A major advantage of integration using XML is the facility to re-use XML in other contexts. We illustrate this by reading the XML/CML file corresponding to this article into the CML-aware browser JUMBO3. The alizarin molecule present is filtered and rendered using both 2D and 3D representations (Figure 4). Other browsers can handle other aspects of the document. For example, the Amaya browser can display both the XHTML and the SVG namespaces, and could also handle MathML components if they were to be present. Croczilla,19 a browser based on Netscape with in-lined SVG support, can be used to dynamically render documents containing CML by internally binding the CML elements to SVG components.
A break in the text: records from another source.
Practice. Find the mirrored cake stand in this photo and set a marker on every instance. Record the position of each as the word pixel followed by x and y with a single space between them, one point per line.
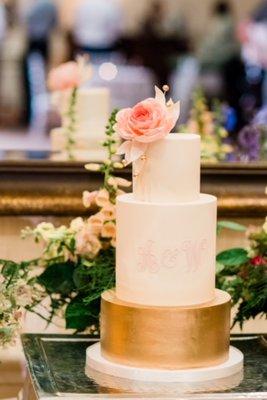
pixel 56 368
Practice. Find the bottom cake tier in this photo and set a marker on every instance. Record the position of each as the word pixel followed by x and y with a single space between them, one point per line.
pixel 165 337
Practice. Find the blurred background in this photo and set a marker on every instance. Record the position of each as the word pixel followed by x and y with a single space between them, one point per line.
pixel 133 45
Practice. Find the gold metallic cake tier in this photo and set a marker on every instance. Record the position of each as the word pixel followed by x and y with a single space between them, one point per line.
pixel 165 337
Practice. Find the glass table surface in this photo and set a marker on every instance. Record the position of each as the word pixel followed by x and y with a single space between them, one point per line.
pixel 56 366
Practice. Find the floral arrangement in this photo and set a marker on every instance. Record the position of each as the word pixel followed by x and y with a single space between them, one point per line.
pixel 252 139
pixel 17 292
pixel 243 273
pixel 148 121
pixel 65 80
pixel 209 124
pixel 78 260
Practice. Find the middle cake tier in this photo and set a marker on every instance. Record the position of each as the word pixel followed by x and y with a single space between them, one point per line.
pixel 166 252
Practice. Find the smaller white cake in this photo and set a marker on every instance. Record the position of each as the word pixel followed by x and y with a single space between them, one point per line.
pixel 92 113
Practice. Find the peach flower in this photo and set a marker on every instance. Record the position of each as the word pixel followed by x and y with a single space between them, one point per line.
pixel 89 198
pixel 102 198
pixel 148 121
pixel 109 230
pixel 69 75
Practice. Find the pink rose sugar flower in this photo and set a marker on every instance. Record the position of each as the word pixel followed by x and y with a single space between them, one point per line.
pixel 69 75
pixel 148 121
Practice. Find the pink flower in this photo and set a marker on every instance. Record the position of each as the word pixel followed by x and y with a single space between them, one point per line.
pixel 148 121
pixel 69 75
pixel 89 198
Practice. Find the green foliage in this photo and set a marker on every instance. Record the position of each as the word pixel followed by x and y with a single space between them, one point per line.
pixel 80 316
pixel 79 285
pixel 58 278
pixel 243 274
pixel 233 257
pixel 230 225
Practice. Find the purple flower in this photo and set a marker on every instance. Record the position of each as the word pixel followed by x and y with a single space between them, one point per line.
pixel 261 117
pixel 249 142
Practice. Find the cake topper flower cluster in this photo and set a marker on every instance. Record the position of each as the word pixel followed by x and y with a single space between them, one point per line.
pixel 148 121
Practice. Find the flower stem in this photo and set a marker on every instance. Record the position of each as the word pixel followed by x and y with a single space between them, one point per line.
pixel 71 126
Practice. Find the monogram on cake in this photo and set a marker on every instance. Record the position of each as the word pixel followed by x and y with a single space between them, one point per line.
pixel 165 328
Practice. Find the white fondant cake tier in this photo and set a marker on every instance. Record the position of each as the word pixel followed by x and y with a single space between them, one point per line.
pixel 139 380
pixel 166 252
pixel 92 113
pixel 171 170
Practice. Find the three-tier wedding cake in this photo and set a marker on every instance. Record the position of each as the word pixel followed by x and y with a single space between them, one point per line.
pixel 165 322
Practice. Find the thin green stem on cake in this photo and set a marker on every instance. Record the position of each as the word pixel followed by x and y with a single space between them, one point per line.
pixel 110 143
pixel 72 124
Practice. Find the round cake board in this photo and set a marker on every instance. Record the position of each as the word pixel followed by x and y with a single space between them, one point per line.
pixel 123 377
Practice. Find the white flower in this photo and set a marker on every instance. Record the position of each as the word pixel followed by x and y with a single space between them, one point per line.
pixel 77 224
pixel 23 295
pixel 92 167
pixel 109 230
pixel 102 198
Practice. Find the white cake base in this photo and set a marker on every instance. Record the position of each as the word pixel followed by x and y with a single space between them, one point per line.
pixel 131 379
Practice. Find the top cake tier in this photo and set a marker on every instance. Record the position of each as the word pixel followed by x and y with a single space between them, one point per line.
pixel 170 170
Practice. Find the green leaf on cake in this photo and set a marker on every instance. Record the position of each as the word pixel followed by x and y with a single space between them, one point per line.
pixel 219 267
pixel 234 226
pixel 233 257
pixel 58 278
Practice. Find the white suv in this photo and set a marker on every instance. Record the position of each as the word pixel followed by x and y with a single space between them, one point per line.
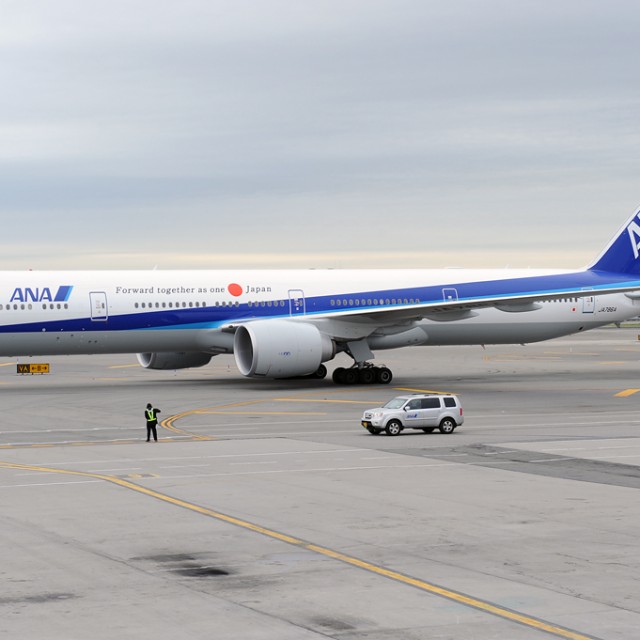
pixel 426 412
An XML document can be not merely rendered in a browser, but passed to an editing program as well. Amaya is a browser which also allows the XHTML and SVG to be edited. However, the use of a "hard-coded" executable program also results in some measure of inflexibility. It is however also possible to construct an XML-aware editor using XSLT transformations. Thus, the XML version of this article can be loaded into what we term an "eXtensible Annotating Chemical Editor" or XACE (Figure 5). XACE is constructed from a CML aware version of the JME structure editor (written as a Java applet) and a selection of XSLT components to filter and process the XML. The tool is rendered using an XML/XSLT compliant browser such as Internet Explorer. Such an environment can be used to e.g. edit the molecular structures, add new properties to the molecules, perform valency checks, compute molecular formulae, and add metadata in RDF format (another XML language).